6. Visiting Half The World (No, really!)
Iran does add a lot of mystery as a travel destination, and while we're seeing an early wave of travellers (like me) visiting to discover the land of Persia, I must admit that the country does attract a different breed of travellers.
Seasoned travellers who have covered the entire Central Asia after being on the road for months with their final stop in Iran. Or a Swiss girl who cycled all the way from Switzerland to Iran. Or an Australian girl who had solo camped and hitchhiked throughout parts of Iran. And the rest of the interesting people I met from Ukraine, Russia, Poland, France, Morocco, Vietnam, China and Malaysia too. There was always something to talk about, share and exchange.
7. Deserts and Rugged Landscapes
The villages and deserts are a symbol of beauty in Iran. Abyaneh, is a 2,500 year old village where it is valued for its preserved culture and heritage. The village had a spectacular layout of stepped alleys and multi floor buildings made of mud bricks.
Visiting the Maranjab desert at sunset was really quite spectacular. The best part was staying at a Caravanserai where it houses about 25-30 guests. The next day we took a short detour to the salt lake which really was quite something. The Maranjab salt lake is used for salt extraction too. It's better to visit these places with a guide so you can save yourself the trouble of organising logistics.
8. The Hitchhiking Culture
To be honest, I have never experienced hitchhiking before and Iran was probably my first country where I heard how easy it was to hitch a ride. More than just a ride, the people that we met were uniquely interesting.
So out we were on the highways with our packs, looking for a ride and within minutes few cars stopped. Some were families, couples and students. We eventually hitched a ride with an engineering student and two Turkish twin brothers which led to dinner, multiple tea-house visits, Google Translate comic relief and friendships that will last for a lifetime.
9. Picturesque Valleys and Endless Roads
Every time I tell myself I won't hike a hill or a mountain, and that never happens. Just 41 miles, Northeast of Tehran, you'll see an ancient and historic city called Damavand where it is also known as the Silicon Valley of Tehran, as what my host had mentioned. The drive up here was incredibly stunning and the landscapes almost reminded me of the barren desert in Ladakh, India.
I was also highly tempted to hike Mount Damavand, the highest peak in Middle East standing at 5,610 metres. That never happened because it was not the right season. In fact, it was the same time where 2 Malaysian climbers had reportedly gone missing.
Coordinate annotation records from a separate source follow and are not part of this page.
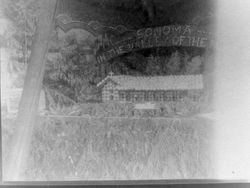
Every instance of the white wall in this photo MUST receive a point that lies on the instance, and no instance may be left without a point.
(232, 93)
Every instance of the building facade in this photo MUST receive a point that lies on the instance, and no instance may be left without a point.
(138, 89)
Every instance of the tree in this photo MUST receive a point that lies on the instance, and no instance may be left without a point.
(32, 86)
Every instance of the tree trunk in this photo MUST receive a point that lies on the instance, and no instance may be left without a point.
(30, 97)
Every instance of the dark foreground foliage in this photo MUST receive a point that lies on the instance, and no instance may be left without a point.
(117, 149)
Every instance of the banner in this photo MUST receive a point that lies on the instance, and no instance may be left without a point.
(174, 35)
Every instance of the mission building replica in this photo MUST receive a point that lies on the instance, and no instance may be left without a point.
(155, 89)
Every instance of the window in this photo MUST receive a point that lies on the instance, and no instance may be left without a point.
(168, 96)
(111, 97)
(151, 96)
(122, 96)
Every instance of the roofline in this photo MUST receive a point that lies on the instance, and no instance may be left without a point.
(110, 77)
(100, 84)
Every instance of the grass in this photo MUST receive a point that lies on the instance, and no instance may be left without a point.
(120, 149)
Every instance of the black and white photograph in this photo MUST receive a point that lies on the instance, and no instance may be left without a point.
(128, 90)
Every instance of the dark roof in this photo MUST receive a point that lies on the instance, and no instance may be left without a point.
(180, 82)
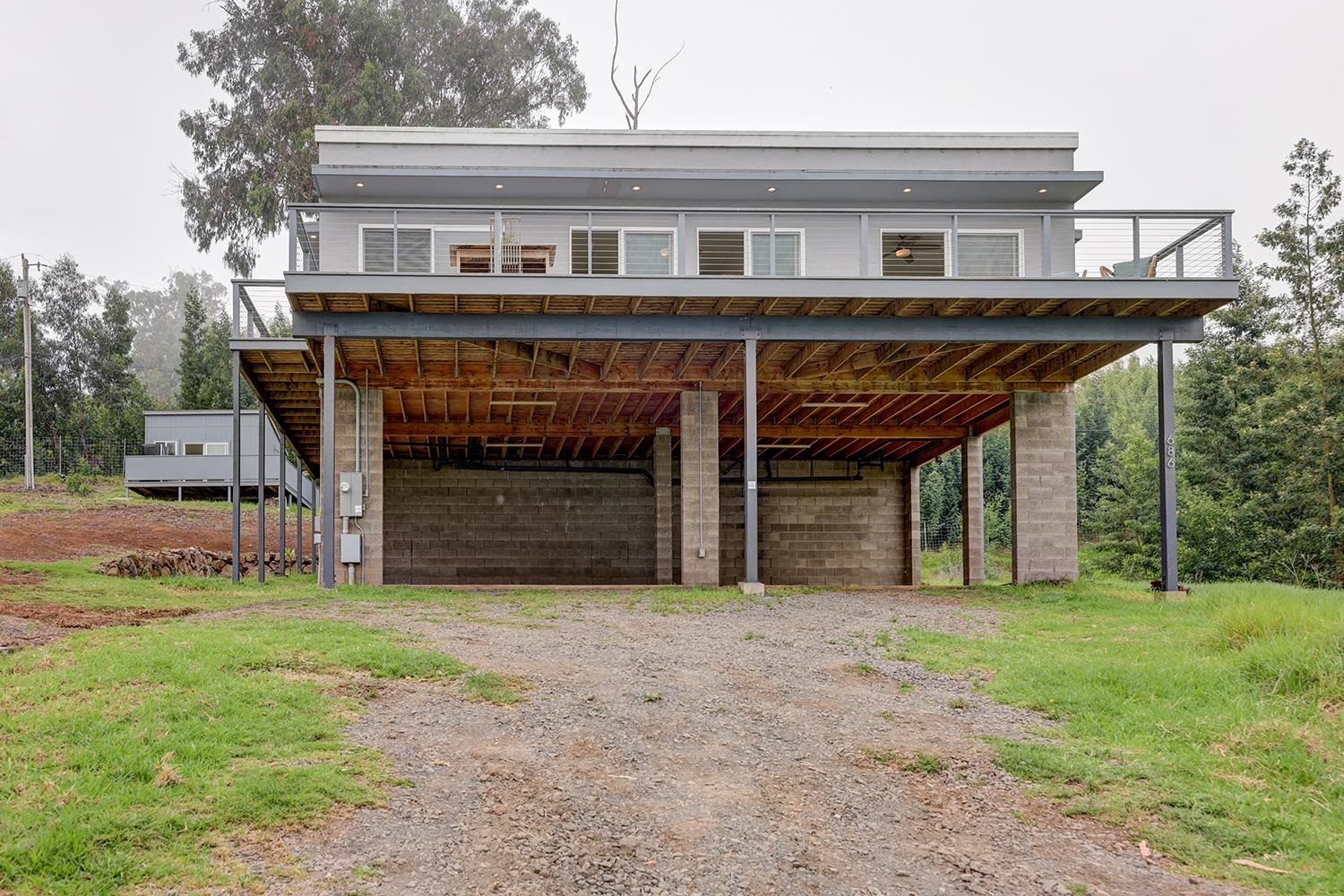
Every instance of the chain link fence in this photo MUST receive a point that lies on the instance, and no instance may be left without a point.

10. Gateway To The Caucasus
Iran is strategically located right at the center of Afro-Eurasia. It is rightly nicknamed the "Crossroads of the World". For a month-long backpacking trip in Iran, it's the right country for one to hop over and discover other ex-Soviet neighbouring countries that people would never consider. From Iran, I had three options - to head to Turkey, Armenia or Azerbajian. I chose Armenia and to head further into Georgia and parts of Europe.
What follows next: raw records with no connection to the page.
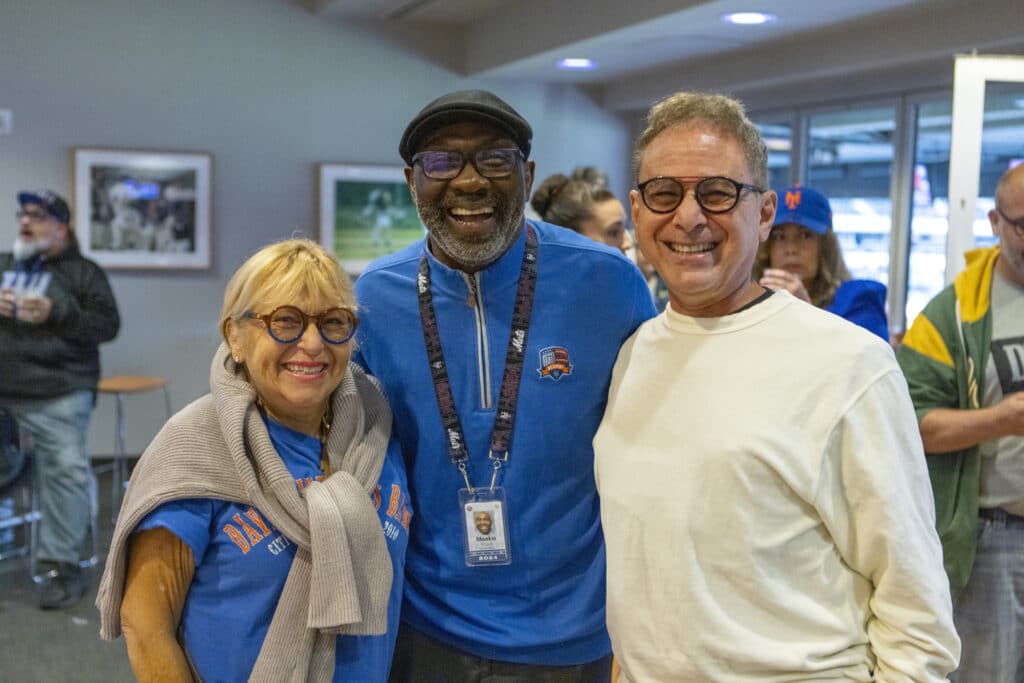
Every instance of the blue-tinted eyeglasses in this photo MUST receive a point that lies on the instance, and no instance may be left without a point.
(438, 165)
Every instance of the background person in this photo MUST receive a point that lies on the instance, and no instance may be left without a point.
(802, 255)
(249, 525)
(580, 207)
(764, 496)
(963, 358)
(55, 308)
(520, 323)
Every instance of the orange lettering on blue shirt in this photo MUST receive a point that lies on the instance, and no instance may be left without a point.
(236, 536)
(254, 536)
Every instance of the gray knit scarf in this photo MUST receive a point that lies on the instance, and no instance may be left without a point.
(218, 447)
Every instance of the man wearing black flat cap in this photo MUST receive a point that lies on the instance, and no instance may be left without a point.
(55, 309)
(494, 338)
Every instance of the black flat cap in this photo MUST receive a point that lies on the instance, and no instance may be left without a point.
(465, 105)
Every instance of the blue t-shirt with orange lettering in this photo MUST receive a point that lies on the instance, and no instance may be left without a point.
(242, 562)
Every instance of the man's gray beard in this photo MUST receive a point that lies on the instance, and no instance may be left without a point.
(472, 255)
(26, 249)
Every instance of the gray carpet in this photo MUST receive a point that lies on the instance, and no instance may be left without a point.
(61, 645)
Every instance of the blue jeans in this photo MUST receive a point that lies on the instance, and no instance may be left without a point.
(67, 486)
(989, 614)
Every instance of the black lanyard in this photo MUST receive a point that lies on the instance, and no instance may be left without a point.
(501, 435)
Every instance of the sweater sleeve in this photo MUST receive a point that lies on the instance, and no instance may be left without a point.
(875, 498)
(926, 356)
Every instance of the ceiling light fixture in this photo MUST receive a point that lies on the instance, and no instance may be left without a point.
(749, 18)
(577, 63)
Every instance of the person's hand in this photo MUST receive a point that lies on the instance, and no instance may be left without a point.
(1012, 413)
(7, 298)
(34, 308)
(776, 279)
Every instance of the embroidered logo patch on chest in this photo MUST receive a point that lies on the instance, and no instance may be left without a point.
(555, 363)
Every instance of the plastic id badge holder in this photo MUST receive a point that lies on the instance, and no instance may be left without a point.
(485, 535)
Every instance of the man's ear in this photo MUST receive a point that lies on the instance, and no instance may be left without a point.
(769, 203)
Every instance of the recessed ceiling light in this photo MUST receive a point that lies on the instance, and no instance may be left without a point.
(749, 17)
(577, 63)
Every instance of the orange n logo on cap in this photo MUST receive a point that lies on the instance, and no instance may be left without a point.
(792, 199)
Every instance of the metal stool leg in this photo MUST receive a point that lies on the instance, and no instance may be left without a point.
(120, 447)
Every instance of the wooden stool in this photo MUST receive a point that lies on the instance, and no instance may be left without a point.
(121, 385)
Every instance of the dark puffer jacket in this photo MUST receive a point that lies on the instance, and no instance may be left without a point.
(61, 354)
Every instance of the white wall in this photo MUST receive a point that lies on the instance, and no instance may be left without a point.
(266, 88)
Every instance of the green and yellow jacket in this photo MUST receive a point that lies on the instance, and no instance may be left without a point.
(943, 356)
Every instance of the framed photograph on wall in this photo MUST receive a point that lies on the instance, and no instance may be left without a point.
(365, 212)
(143, 209)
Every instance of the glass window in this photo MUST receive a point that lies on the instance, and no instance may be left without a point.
(930, 205)
(1001, 148)
(778, 139)
(849, 159)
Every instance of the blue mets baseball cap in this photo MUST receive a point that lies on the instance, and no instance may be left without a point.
(804, 206)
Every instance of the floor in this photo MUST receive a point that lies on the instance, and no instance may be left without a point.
(60, 645)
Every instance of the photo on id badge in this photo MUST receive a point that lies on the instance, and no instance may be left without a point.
(483, 522)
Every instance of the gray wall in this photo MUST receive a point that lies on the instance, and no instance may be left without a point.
(266, 88)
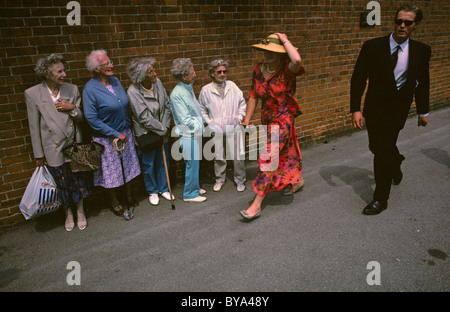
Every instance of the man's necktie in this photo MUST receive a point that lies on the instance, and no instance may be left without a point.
(394, 57)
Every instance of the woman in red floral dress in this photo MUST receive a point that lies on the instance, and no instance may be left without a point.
(274, 82)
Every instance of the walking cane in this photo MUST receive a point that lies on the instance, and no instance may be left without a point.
(127, 214)
(167, 176)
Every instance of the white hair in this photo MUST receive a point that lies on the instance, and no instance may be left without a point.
(92, 60)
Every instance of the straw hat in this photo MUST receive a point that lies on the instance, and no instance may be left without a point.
(271, 43)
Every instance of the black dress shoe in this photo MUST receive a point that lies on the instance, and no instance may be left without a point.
(398, 176)
(375, 207)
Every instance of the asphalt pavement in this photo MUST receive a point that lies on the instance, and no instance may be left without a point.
(315, 241)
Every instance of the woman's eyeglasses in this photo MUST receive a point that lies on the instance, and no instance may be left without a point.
(400, 21)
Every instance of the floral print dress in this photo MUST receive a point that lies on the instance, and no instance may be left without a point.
(280, 163)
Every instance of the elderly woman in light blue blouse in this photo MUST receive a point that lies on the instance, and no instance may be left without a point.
(151, 113)
(189, 126)
(105, 104)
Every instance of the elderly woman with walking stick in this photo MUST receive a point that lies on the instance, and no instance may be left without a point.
(106, 109)
(150, 109)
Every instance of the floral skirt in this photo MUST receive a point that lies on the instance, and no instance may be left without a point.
(110, 174)
(72, 186)
(280, 164)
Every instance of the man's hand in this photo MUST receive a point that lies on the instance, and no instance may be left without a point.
(358, 120)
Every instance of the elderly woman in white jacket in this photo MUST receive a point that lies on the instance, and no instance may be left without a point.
(150, 109)
(223, 107)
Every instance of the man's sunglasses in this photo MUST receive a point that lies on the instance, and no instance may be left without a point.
(400, 21)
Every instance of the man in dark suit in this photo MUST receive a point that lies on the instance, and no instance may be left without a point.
(398, 69)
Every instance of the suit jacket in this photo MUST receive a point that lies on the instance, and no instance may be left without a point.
(51, 130)
(383, 102)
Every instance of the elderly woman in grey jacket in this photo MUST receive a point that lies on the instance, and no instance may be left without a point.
(149, 105)
(53, 108)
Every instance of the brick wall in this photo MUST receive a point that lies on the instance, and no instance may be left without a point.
(327, 34)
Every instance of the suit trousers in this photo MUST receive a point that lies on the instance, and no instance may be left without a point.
(383, 137)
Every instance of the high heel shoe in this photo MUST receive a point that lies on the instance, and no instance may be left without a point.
(69, 224)
(294, 188)
(81, 222)
(250, 218)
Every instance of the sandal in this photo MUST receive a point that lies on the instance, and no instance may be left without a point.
(291, 190)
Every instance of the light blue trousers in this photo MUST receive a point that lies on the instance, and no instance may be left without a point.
(191, 154)
(152, 164)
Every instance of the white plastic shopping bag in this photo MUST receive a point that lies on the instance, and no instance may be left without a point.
(41, 195)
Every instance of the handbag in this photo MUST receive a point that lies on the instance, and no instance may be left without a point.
(84, 156)
(41, 195)
(149, 141)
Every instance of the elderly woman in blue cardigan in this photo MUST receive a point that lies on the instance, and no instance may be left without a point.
(189, 126)
(105, 104)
A return ticket to Iran can be quite costly if you do a quick search on Air Asia. A one-way ticket from Tehran, Iran and a return ticket from another European country worked well when I did the math. And if you’re in need of travel tips to Iran, don’t forget to read up about bringing cash, visa and the internet in Iran.
These are just one of the myriad reasons why I travelled or backpacked to Iran, and honestly visiting a country like Iran, might be a mixed bag for many given the current news headlines. The one perception people get is that there are hardline extremists waiting to attack you but that's not the case at all. I witnessed scores of tour groups, with tourists paying exorbitant fees only because they feared that "Iran is a dangerous country." I'd say put fear aside, and try to explore this place on your own.